Just for a refresher, A2 Milk climbed from 56 cents a share in April 2016 to a high of $20.05 a share in July last year. That’s a climb worth around 3,500%, enough to turn a $1,000 investment into almost $36,000.
But how the mighty have fallen. Since peaking at over $20 a share in July, A2 Milk has fallen quickly, and dramatically, out of favour with investors. Today, the A2 Milk share price sunk as low as $5.44 — the lowest level the dairy company has plumbed since mid-2017. From its peak last year, that’s a fall of over 72%. 72 cents in every dollar gone. Ouch.
Why did this happen? Well, everything that could have gone wrong at A2 seems to have gone wrong – Murphy’s Law at its finest.
Firstly, the coronavirus pandemic dried up A2’s lucrative daigou export channel. This is where customers buy A2 Milk products and resell them in China. Obviously, with the borders being shut and all, it’s a lot harder for customers to get these products to China these days. And the escalating diplomatic spat between the Australian government and the Chinese government isn’t helping matters at all.
A2 shares suffer from all sides
But the company has been unable to right its ship, as it were. Just this week, the company was forced to downgrade its FY2021 guidance for the fourth time. It also flagged inventory issues, which might necessitate heavy discounting to resolve. It wasn’t pretty – A2 Milk shares lost 15% on the news.
So how much has this debacle cost investors? Well, a lot. Anyone who has bought A2 shares after September 2017 is probably underwater for a start. A2 Milk has never paid a dividend, so there’s no comfort to be found down that avenue either.
If an investor bought $10,000 worth of A2 Milk back in July last year at the company’s high point, they would only have roughly $2,800 left of their position today. Even if an investor ‘bought the dip’ back in December, when A2 lost more than 20% in one day after one of its many FY2021 downgrades, they would be in a world of pain. A $10,000 position back then would only be worth ~$5,520 today.

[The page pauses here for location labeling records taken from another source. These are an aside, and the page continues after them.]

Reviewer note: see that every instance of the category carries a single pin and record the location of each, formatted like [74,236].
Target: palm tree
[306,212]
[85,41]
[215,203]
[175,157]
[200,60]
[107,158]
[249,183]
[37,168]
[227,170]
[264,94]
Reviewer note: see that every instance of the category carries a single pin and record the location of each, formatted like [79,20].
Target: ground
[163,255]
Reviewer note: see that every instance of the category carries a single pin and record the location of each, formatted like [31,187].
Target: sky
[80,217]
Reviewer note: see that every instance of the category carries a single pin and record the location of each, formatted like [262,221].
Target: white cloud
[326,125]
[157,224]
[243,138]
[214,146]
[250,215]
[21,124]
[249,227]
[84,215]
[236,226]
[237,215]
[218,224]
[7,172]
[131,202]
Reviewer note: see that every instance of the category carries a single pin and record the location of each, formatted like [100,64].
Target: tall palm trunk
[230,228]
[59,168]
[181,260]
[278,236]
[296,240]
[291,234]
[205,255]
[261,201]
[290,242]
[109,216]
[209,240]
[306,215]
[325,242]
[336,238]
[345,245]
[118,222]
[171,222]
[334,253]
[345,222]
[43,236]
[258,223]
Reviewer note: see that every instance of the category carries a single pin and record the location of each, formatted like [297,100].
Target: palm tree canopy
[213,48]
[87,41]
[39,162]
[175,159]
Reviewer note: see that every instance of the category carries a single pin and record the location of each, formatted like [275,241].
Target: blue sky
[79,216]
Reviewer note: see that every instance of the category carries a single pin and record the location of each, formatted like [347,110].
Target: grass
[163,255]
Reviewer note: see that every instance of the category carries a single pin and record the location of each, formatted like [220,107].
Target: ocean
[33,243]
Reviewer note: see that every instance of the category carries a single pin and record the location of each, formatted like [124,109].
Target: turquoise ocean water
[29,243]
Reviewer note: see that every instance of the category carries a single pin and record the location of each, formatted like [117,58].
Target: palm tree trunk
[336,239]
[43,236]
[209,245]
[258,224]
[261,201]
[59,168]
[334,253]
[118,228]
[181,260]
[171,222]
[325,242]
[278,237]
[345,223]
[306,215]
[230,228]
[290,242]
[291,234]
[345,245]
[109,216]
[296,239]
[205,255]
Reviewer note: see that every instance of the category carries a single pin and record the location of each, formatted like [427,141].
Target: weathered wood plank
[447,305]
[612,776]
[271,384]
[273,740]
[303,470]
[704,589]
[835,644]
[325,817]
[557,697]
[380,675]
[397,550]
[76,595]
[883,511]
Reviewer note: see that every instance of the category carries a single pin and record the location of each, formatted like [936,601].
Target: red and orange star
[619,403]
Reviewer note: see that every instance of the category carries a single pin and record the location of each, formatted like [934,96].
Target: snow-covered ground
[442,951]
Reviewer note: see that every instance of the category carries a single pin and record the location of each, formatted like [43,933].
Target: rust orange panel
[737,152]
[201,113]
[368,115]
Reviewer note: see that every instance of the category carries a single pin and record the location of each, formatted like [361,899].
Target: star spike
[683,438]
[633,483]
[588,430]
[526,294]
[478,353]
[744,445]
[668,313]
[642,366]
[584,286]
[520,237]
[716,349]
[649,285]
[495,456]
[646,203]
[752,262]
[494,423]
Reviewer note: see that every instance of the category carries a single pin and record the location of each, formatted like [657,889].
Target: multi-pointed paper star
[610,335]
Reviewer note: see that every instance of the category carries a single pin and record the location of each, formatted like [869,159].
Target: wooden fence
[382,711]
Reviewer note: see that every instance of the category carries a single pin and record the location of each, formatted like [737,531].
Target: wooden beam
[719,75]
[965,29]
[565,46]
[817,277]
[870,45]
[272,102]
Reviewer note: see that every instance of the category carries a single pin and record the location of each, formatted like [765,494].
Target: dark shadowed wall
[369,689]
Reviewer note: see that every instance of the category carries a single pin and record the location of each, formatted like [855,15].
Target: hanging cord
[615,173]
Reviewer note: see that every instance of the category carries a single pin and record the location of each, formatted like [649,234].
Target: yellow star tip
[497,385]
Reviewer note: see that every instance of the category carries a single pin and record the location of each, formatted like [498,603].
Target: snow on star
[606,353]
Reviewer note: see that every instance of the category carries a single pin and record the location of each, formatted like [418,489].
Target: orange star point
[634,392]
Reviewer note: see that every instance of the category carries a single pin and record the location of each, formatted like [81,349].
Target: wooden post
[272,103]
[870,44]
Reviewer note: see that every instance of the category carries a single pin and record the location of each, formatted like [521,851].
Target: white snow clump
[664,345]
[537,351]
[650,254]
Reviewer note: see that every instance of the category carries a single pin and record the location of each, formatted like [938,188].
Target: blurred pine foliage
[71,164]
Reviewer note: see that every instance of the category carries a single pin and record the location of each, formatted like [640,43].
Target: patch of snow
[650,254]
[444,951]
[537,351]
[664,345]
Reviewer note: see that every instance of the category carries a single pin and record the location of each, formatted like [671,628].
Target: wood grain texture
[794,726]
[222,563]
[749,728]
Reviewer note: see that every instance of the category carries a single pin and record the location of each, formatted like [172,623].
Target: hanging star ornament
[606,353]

Can the compnay turn things around?
But perhaps investors have been too bearish on A2. If sentiment turns too viciously, or emotionally, against a company, it can often create a value-driven buying opportunity. And high-growth shares like A2 Milk tend to inherently come with a lot of volatility. So what do the brokers think?
Well according to CommSec, investment bank Goldman Sachs thinks this might be the case. It recently downgraded A2 from its old price target of $9.69 a share but is still aiming for $6.96, albeit with a ‘neutral’ rating. That’s still a good 25% higher than the current A2 share price. Yesterday, my Fool colleague James Mickleboro also reported that broker Morgans has a $6.65 price target for A2 Milk.
So some reckon we may have found a bottom for the A2 Milk share price and things can get better from here. Investors will no doubt be hoping that they’re right.